Les critiques les plus évidentes à l'égard des quelques messages disponibles sont:

- l'information est travestie en spectacle ce qui crée une espèce de confusion et de régression. Dans mon entourage, bien concerné pourtant, à aucun moment les messages agricole n'ont déclenché une discussion ou une quelconque demande de renseignements supplémentaires;

- l'information technique dans les spots ne sert que de modeste accessoiriste;

- dans les messages nous trouvons le même tic d'expression, les mêmes mots. On veut parler comme lui, l'agriculteur. On pense pour lui. élémentaire

 

- on privilégie l'oeil à l'oreille par des images folkloriques;

-le message est incertain ou d'une trop grande généralité. Cette incertitude et cette unification camouflent aussi bien un résultat nul qu'un résultat infini. Parfois le message se réduit aux figurants; il y a donc phénomène de communication mais pas d'information;

- on abuse de certains adages populaires. Le message obéit sans doute à un désir de rassurer. Les contenus d'informations lourds font place aux relations plus conviviales. Ainsi la sagesse populaire base de communication initiale, naturelle est de plus en plus perturbée, pervertie dans les spots par des prothèses et des simulacres. C'est la ligne électrique au dessus de la forteresse d'Eleuthère;

- le langage utilisé est parfois très agressif, simplificateur, conformiste, se termine toujours par "un si vous n'avez rien compris adressez-vous au Centre de Travaux le plus proche". Voici donc une vulgarisation qui au lieu d'éclaircir complique. Les C.T en tant qu'outils de développement ne disposent de réponses à tout, d'autres institutions du ministère pourtant très concernés sont peu indiquées;

- l'objet du message ne peut être reproduit aisément. Dans ce cas il est une opération de prestige et la vérité sur le terrain est différente de celle que nous apporte la télévision (traitement de l'orobanche sur fève, préparation de l'ensilage, conservation foncière...).
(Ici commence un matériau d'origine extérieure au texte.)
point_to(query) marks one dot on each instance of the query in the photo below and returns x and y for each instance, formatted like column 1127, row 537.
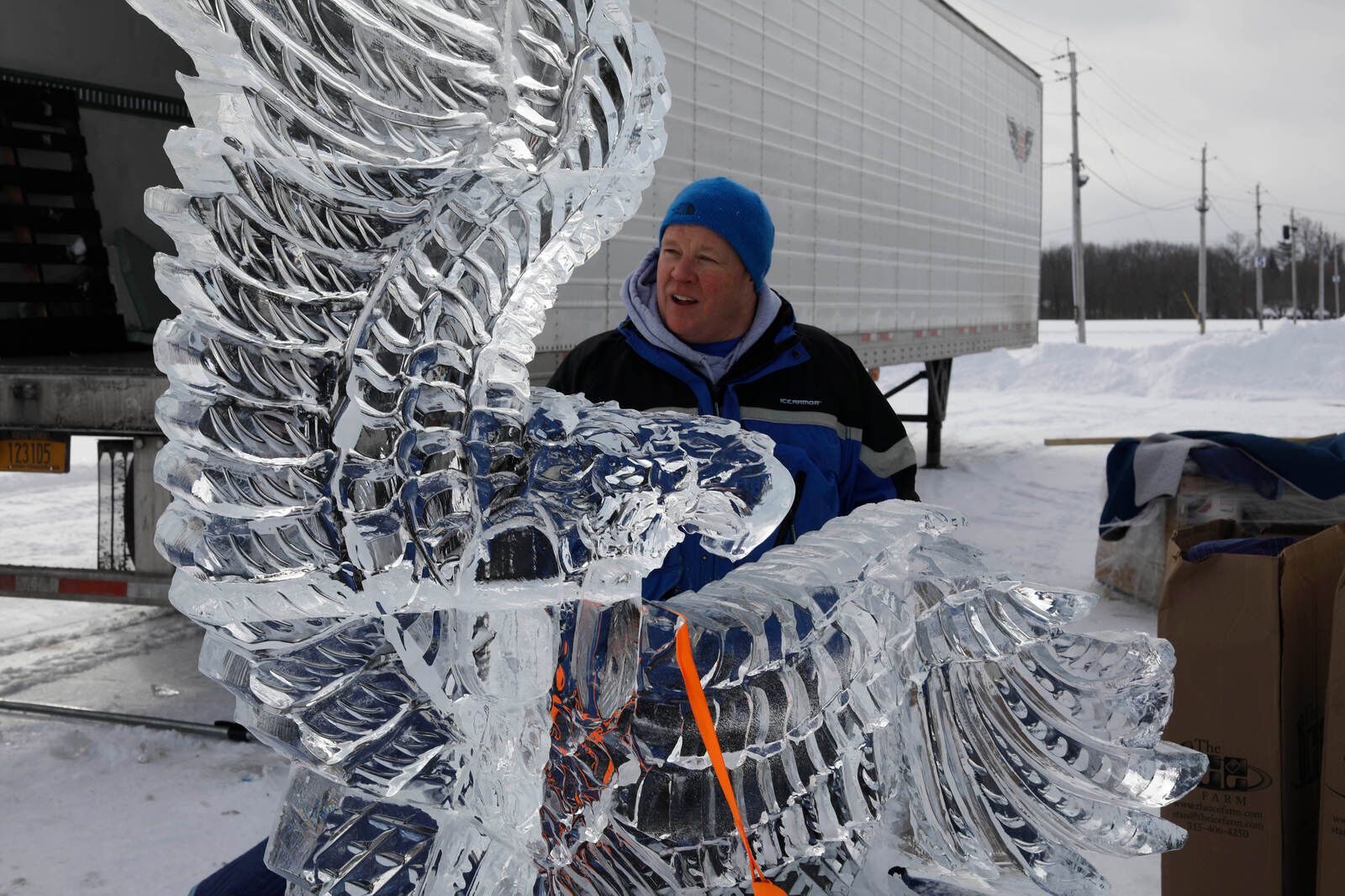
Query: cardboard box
column 1136, row 566
column 1251, row 636
column 1331, row 842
Les différents points présentés sont comme des poupées russes, on pourrait continuer à les ouvrir, d'autres en émergeront mais à quoi bon. Notons tout simplement qu'il y a écart entre ceux qui conçoivent les messages et décident de leur diffusion et ceux à qui ils sont destinés.

Comment faudrait-il intervenir donc? Sans prétendre répondre à cette question, il y a lieu de rappeler:

- qu'un effort sérieux de présentation donnerait au public concerné de vraies connaissances au lieu de lui débiter des généralités (l'émission matinale de Médi 1 est un excellent exemple dont il faudrait s'inspirer);

- qu'une sensibilisation audio-visuelle est un fait social incontestable. Dans le domaine qui nous intéresse elle doit servir le savoir et la technologie mais d'aucune manière engendrer une espèce de conformisme social hypocrite qu'on ne trouve ni chez le technicien agricole ni chez l'agriculteur. Nous prendrons à témoins le spot sur l'immatriculation des propiétés où des techniciens, d'un centre chargé de vulgarisation, d'habitude "costumés" sont travestis en faux paysans! Ici l'audio-visuel devient odieux-visuel;

- l'audio-visuel est un puissant moyen d'information, donc il faut être attentif à ce que le message n'ait pas un aspect conclusif qui clôt définitivement le débat. Dans toutes disciplines agronomiques confondues, notre pays dispose d'excellents chercheurs, expérimentateurs et observateurs pourquoi ne pas en faire appel occasionnellement pour trancher entre deux ou plusieurs alternatives et rationaliser le message. Vulgariser tel dérivé laitier ou telle lotion capillaire est infiniment simple et moins dangereux que l'usage du glyphosate contre l'orobanche de la fève ou l'application d'engrais sulfatés sur céréales surtout par temps chaud et sec. En 1985 ce dernier message diffusé en période de sécheresse printanière était un traumatisme pour les agriculteurs.